Jurors acquitted Tom Harding, Richard Labrie and Jean Demaitre on Jan. 19 on their ninth day of deliberations.

The prosecution had argued the three men were each criminally negligent in their own way for failing to ensure a train was safe before the wee hours of July 6, 2013.

That was when the unattended train carrying crude oil rolled down an incline before coming off the tracks in Lac-Megantic and exploding, killing the 47 people.

Harding was the train’s engineer, Labrie the traffic controller and Demaitre the manager of train operations.

Following the acquittals, Crown prosecutor Veronique Beauchamp stated it was unclear whether the Crown would appeal, adding that criminal negligence is one of the most difficult charges to prove.

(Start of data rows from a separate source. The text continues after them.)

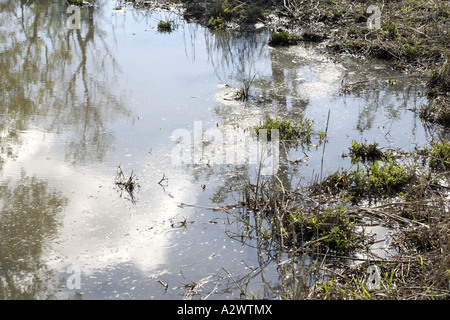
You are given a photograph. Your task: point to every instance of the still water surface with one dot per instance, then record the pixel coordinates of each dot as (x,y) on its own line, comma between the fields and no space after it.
(76,104)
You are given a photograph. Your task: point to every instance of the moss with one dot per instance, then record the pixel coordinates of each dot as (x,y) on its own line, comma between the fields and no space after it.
(165,26)
(439,156)
(283,39)
(365,152)
(330,229)
(290,132)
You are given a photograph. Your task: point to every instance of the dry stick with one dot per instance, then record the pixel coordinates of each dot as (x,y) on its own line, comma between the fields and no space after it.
(393,216)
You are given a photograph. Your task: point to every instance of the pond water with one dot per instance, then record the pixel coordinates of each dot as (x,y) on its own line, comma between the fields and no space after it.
(78,103)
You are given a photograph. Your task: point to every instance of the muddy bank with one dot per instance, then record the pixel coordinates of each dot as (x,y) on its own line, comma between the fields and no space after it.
(407,35)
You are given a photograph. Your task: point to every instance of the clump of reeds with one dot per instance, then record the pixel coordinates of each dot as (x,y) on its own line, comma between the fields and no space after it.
(129,184)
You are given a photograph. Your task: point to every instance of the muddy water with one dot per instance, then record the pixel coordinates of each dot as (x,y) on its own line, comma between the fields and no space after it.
(78,103)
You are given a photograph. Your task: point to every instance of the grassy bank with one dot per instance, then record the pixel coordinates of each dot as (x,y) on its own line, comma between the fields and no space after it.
(321,228)
(410,35)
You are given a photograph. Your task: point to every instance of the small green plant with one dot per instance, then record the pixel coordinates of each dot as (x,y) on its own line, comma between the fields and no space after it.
(129,184)
(292,133)
(243,92)
(216,23)
(439,156)
(388,177)
(255,13)
(439,81)
(165,26)
(331,228)
(392,29)
(365,152)
(283,39)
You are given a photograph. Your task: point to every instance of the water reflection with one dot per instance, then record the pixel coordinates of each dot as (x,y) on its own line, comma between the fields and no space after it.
(29,217)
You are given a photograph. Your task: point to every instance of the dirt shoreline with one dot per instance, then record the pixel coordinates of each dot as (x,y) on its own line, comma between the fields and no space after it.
(411,36)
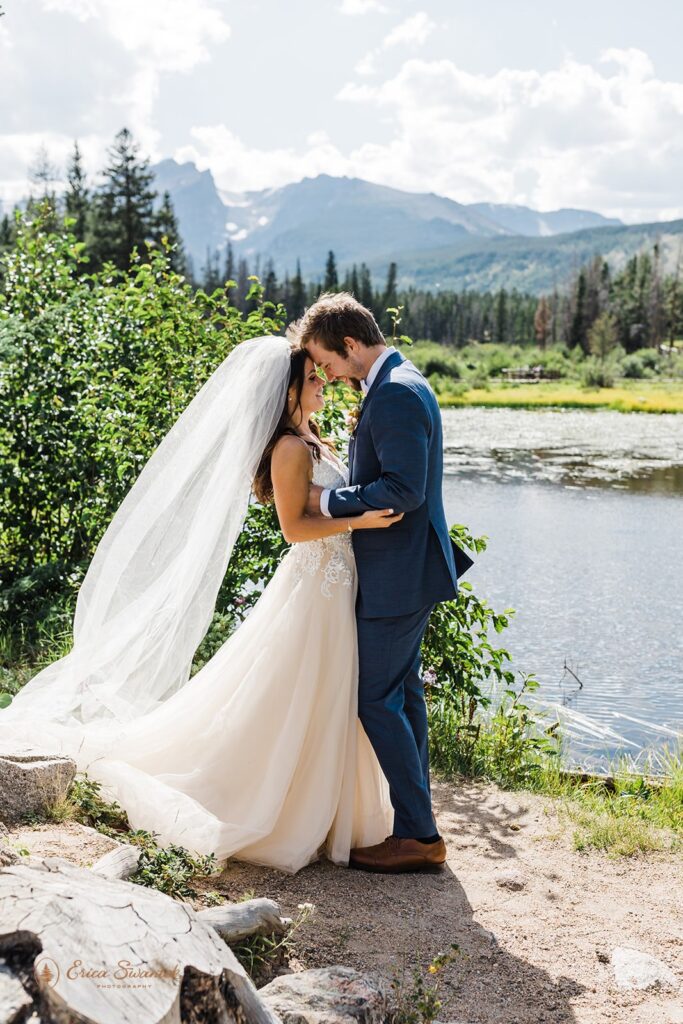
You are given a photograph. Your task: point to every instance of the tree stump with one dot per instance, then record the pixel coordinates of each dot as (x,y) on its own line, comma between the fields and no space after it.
(92,949)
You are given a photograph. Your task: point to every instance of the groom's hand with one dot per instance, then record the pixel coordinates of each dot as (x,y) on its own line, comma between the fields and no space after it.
(313,503)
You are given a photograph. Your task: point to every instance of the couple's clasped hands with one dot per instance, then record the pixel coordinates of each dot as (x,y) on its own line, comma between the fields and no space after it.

None of the three accused presented a defence at the trial, but lawyers for each told the jury in turn the Crown had failed to meet its burden of proof.

Thomas Walsh, one of Harding’s lawyers, said after the verdict the trial should never have taken place, and that a broader public inquiry into the causes of the tragedy would have been more appropriate.

A few days later, Harding made a public statement in which he thanked his supporters and apologized for his role in the tragedy.

Harding, Demaitre and four other railway employees pleaded guilty to violating the Railway Safety Act on separate federal charges earlier this month.

The now-bankrupt Montreal Maine and Atlantic Railway also pleaded guilty and was ordered to pay $1 million for violating the Fisheries Act.